Pour autant, cela ne doit pas nous empêcher de revenir sur les combustibles qui étaient présents au moment de l’accident. On est toujours en droit de se demander quelle est leur quantité et de quoi ils sont composés. Et en particulier le chargement du cœur n°3, formé en partie de MOX, ce combustible fabriqué en France constitué d’un mélange d’oxydes d’uranium et de plutonium.
1. La question du MOX
Selon l’excellent article d’Andrea Fradin « [Révélations] Areva au cœur du réacteur de Fukushima », un porte-parole d’Areva confirmait en mars l’implication de l’entreprise française dans la centrale de Fukushima, indiquant que “le réacteur 3 fonctionnait avec 30% de MOX” (1).

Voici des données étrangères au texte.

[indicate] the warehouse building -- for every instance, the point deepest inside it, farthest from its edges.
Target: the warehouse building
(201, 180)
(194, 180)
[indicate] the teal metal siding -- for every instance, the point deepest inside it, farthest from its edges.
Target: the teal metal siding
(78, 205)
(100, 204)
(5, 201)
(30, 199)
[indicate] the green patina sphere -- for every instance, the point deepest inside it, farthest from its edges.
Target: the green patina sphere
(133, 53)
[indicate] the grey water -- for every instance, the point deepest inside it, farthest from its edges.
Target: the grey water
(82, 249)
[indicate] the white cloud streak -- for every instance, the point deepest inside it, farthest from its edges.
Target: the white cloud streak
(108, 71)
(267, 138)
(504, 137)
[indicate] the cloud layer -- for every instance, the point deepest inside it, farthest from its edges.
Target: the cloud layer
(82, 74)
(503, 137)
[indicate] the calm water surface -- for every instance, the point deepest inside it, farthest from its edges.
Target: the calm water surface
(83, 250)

Or, si l’on s’en tient aux données brutes fournies par Tepco sur les combustibles de la centrale accidentée, il y avait, au moment du séisme du 11 mars 2011, 548 assemblages dans le cœur du réacteur 3. Et 30% de 548, cela fait 164 assemblages de MOX.
Pourtant, d’après Bertrand Barré, conseiller scientifique d’Areva, « le réacteur 3 de la centrale de Fukushima ne contient que 32 assemblages de MOX ».
Tout d’abord, le terme « que » est malheureux dans le contexte de la catastrophe actuelle, vis-à-vis de toutes les personnes contaminées actuellement au Japon. Car 32 assemblages d’environ 172 kg, ça fait tout de même 5,5 tonnes du combustible le plus dangereux de la planète, car contenant plus de 300 kg de plutonium. Sa toxicité est extrême, puisque sa dose létale est de l’ordre du microgramme. 300 kg équivaut donc à 300 milliards de doses mortelles.
Mais 164 assemblages, c’est une autre mesure, ça correspond à 28 tonnes de MOX, contenant près de 1700 kilogrammes de plutonium !
Alors qui dit vrai ? Areva pris de court interrogé par OWNI le lendemain de la catastrophe ou Areva à tête reposée qui ne peut pas dire autre chose parce que c’est la quantité maximale pour laquelle le réacteur 3 de Fukushima Daiichi est homologué auprès de l’AIEA ?
On peut aussi poser cette question autrement : qui dit faux ? L’article d’OWNI ou le conseiller scientifique d’Areva ?
Caisson de transport pour MOX (document Areva)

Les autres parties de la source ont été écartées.